In [44]:
import wikipedia
import re
import nltk
from collections import Counter
from nltk.util import bigrams, trigrams
from nltk.tokenize import word_tokenize
import math

In [49]:
# Fetching the Wikipedia page for "Kpop"
page = wikipedia.page("Kpop")
text = page.content[:1000]  # Limit to 1000 characters

# Preprocess text: Remove punctuation and convert to lowercase
text = re.sub(r'[^\w\s]', '', text).lower()

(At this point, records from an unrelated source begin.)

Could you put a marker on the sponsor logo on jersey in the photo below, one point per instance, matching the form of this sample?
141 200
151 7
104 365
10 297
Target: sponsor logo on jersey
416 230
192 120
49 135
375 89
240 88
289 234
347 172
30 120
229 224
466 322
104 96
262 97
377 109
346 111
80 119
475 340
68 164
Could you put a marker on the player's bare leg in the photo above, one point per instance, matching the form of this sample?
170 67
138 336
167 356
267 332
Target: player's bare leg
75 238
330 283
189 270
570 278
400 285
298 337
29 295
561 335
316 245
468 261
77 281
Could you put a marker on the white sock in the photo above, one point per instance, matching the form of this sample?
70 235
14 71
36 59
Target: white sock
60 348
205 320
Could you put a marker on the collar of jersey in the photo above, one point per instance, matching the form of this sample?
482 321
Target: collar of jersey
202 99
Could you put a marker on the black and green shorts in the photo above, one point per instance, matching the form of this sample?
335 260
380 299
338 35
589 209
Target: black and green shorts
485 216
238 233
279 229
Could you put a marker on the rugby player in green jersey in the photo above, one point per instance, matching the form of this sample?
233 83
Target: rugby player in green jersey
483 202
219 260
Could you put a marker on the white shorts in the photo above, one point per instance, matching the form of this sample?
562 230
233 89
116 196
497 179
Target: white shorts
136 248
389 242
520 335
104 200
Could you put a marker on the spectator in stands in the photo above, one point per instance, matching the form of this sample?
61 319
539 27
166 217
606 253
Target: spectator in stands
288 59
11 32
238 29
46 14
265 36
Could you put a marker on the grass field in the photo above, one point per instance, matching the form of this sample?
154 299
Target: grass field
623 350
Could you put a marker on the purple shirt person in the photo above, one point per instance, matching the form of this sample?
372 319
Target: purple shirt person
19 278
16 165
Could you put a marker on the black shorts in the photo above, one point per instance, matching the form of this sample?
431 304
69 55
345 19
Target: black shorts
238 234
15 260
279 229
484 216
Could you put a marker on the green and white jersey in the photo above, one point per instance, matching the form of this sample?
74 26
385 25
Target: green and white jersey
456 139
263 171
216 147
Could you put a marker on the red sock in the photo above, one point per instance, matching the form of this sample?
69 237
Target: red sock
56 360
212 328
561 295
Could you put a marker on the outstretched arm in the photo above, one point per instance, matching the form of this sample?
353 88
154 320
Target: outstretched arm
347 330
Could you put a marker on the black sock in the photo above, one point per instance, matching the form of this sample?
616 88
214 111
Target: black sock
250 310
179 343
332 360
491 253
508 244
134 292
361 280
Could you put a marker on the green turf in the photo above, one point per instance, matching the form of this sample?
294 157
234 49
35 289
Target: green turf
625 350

# Tokenize text into individual words
tokens = word_tokenize(text)

# Print the cleaned and tokenized text
print(" ".join(tokens))

kpop korean 케이팝 rr keipap short for korean popular music is a form of popular music originating in south korea it includes styles and genres from around the world such as pop hip hop rb rock jazz gospel reggae electronic dance folk country disco and classical on top of its traditional korean music roots the term kpop became popular in the 2000s especially in the international context the korean term for domestic pop music is gayo 가요 歌謠 which is still widely used within south korea while kpop can refer to all popular music or pop music from south korea the term is often used when referring to artists associated with the entertainment and idol industry in the country regardless of the genre of music output modern kpop idol culture began in the 1990s as kpop idol music grew into a subculture of south korean culture and amassed enormous fandoms of teenagers and young adults the more modern form of the genre originally termed rap dance emer


In [50]:
#  Compute bigram probabilities using Laplace smoothing

def bigram_probabilities(tokens, alpha=1):
    unigram_counts = Counter(tokens)  
    bigram_counts = Counter(bigrams(tokens))  
    vocab_size = len(unigram_counts) 
    
    alpha_v = alpha * vocab_size  # Smoothing factor
    
    return {
        bigram: (count + alpha) / (unigram_counts[bigram[0]] + alpha_v)
        for bigram, count in bigram_counts.items()
    }

In [51]:
#  Compute trigram probabilities using Laplace smoothing

def trigram_probabilities(tokens, alpha=1):
    bigram_counts = Counter(bigrams(tokens)) 
    trigram_counts = Counter(trigrams(tokens))  
    vocab_size = len(set(tokens))  
    
    alpha_v = alpha * vocab_size  # Smoothing factor
    
    return {
        trigram: (count + alpha) / (bigram_counts[(trigram[0], trigram[1])] + alpha_v)
        for trigram, count in trigram_counts.items()
        if (trigram[0], trigram[1]) in bigram_counts
    }

In [52]:
def perplexity(model_probs, tokens, n):
    ngram_list = list(bigrams(tokens)) if n == 2 else list(trigrams(tokens))
    log_prob_sum = 0
    for ngram in ngram_list:
        prob = model_probs.get(ngram, 1e-10)  # Avoid zero probability issue
        log_prob_sum += math.log(prob)
    
    return math.exp(-log_prob_sum / max(1, len(ngram_list)))

In [53]:
test_sentence = "Kpop is enjoyed worldwide."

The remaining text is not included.